I haven't made anything in over 2 weeks. I step into the kitchen and the only thing I've been able to grasp is a glass of ice water. That's all I'm capable for right now. My love of cooking and baking blossomed over the past two years by trying new recipes, trusting that messing up is okay and let's be honest, having someone to help me and feed at the end of the day. I've stopped feeding myself by means of my kitchen.

I feed myself by waking up each day and smiling. Making myself smile first before anything else like a crazy person who has lost their damn mind. I smile no matter what - sun up, sun down, rain or shine. For a week I woke up at 4am everyday to smile. If I start with a smile, the day is already on its way up. It's my body saying, "Okay, another day. Be grateful, be honest. Try." It's my mind saying, "You're okay. Even if you aren't, that's okay. You'll get there."

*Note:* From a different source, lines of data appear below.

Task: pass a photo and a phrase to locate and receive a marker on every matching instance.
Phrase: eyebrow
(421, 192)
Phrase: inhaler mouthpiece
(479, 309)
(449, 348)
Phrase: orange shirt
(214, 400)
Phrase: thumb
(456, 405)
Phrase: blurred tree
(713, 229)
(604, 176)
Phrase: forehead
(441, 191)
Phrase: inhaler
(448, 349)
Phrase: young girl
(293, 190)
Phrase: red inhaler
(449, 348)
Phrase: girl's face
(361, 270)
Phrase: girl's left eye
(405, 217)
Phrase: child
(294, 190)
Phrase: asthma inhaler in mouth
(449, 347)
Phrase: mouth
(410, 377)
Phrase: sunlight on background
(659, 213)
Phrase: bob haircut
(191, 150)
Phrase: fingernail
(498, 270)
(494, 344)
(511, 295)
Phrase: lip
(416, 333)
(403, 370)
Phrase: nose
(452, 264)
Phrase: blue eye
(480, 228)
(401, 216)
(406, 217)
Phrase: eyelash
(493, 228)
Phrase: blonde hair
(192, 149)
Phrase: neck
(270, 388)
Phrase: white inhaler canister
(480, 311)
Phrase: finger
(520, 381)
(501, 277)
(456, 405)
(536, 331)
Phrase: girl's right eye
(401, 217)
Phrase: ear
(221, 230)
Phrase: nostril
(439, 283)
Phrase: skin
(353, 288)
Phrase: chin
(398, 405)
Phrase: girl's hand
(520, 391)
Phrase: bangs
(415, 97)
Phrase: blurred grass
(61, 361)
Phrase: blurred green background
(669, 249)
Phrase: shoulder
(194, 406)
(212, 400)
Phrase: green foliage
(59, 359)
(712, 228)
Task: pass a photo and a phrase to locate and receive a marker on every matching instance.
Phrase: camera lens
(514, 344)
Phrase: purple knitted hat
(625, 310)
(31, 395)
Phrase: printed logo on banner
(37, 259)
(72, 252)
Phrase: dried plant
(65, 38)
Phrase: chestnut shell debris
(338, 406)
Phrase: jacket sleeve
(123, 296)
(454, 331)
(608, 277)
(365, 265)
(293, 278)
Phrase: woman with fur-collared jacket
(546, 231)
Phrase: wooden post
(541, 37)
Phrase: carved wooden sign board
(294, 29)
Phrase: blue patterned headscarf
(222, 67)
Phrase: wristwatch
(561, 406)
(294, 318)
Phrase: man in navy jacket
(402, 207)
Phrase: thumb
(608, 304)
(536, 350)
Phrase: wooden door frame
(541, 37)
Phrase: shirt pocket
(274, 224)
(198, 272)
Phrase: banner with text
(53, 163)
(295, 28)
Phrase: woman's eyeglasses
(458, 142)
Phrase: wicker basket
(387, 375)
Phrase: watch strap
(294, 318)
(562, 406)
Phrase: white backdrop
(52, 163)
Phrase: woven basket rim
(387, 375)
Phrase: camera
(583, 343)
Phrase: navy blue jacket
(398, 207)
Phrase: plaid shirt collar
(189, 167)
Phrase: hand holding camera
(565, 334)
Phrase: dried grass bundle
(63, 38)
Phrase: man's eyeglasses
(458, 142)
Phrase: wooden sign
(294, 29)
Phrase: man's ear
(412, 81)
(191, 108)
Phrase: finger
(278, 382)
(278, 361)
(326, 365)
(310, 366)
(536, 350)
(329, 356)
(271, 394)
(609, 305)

I feed myself by riding my bike. The movement helps me. While everything around me seems to be shaky and scary I was able to do this thing. I was able to pedal my legs and trust that my body would take me there, even if my mind didn't want to. There is so much to be said about physically being able to do something that emotionally you can hardly handle.


I feed myself by practicing yoga. I practice breathing everyday, all day.

Others are feeding me. Friends who ask how I'm doing. Hugs and hellos stitch me together. Family to lean on. I have the strongest people around me, it's like being fed steak and potatoes everyday. Take a bite of their kind hearts and rebuild yourself.


I had a taste of a coworkers quiche yesterday and it made me long for the quiche I make myself. But I'm not going to force it. I'm not ready but when I am I know that the ingredients can be found and the time will be set aside. For now I'm working on my no-bake recipe.